Grandioser Auftakt mit Hai'ou Zhang - von Leonore Welzin, 27.5.2017, Hohenloher Zeitung

Als Kaiser Maximilian 1495 mit seinem Tross von 250 Pferden auf Schloss Neuenstein Quartier bezog, schildert der Chronist alle möglichen Details des außergewöhnlichen Besuchs, bis hin zur Schach-Partie, die nach dem Nachtmahl gespielt wurde. Und zwar genau in der "guten Stube des Schlosses", wie der Vorsitzende der Kulturstiftung Hohenlohe Fürst Kraft zu Hohenlohe-Öhringen, den Rittersaal nennt, in dem die 3I. Saison des Hohenloher Kultursommers eröffnet wurde. Ob beim Großereignis vor 532 Jahren musiziert wurde, blieb unerwähnt.
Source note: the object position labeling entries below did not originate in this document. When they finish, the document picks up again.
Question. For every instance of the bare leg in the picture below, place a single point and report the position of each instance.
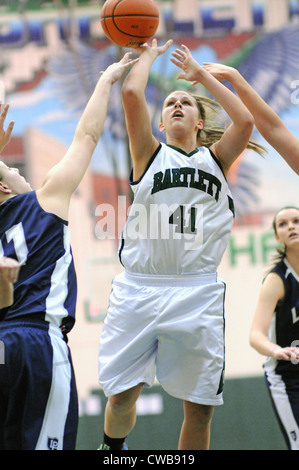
(195, 432)
(120, 414)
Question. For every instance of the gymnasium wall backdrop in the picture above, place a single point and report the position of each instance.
(49, 64)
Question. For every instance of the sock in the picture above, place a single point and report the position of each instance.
(114, 444)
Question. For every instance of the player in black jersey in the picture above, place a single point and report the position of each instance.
(275, 329)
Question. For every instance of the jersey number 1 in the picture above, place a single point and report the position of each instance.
(17, 235)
Der ehrwürdige Rittersaal ist dank seiner authentischen Atmosphäre jedenfalls bis heute nicht nur optisch ein Hingucker, er eignet sich auch akustisch wunderbar für Klassik-Konzerte wie den Auftakt mit „Louise, der Bär und die Königin". Hinter dem geheimnisvollen Titel verbergen sich die Komponisten Händel, Mozart und Haydn. Märchenhaft sollte es zugehen beim ersten Konzert. Es wurde eine künstlerische Traumhochzeit zwischen dem jungen Pianisten Hai’ou Zhang aus China und der Russischen Kammerphilharmonie St. Petersburg, die 1990 in Russland gegründet, von Juri Gilbo geleitet, seit dem Jahr 2000 in Frankfurt residiert 

Im Galopp
Georg Friedrich Händels ,,Ankunft der Königin von Saba" aus dem Oratorium "Solomon" ist ein immer wieder gern gehörter Start. Flirrend-heitere Vorfreude nimmt das Orchester das Stück im Galopp. Kurz und spritzig, ein Prosecco-Auftakt, dem das Mozart Klavierkonzert in Es-Dur als Höhepunkt folgt. Die Komposition entstand 1777 für die Klaviervirtuosin Louise Victoire Noverre. Ihre pianistischen Fähigkeiten müssen enorm gewesen sein. Um das Maß an Virtuosität zu erfassen, sei der Pianist und Mozart-Interpret Alfred Brendel zitiert, der es "eines der größten Weltwunder" nannte.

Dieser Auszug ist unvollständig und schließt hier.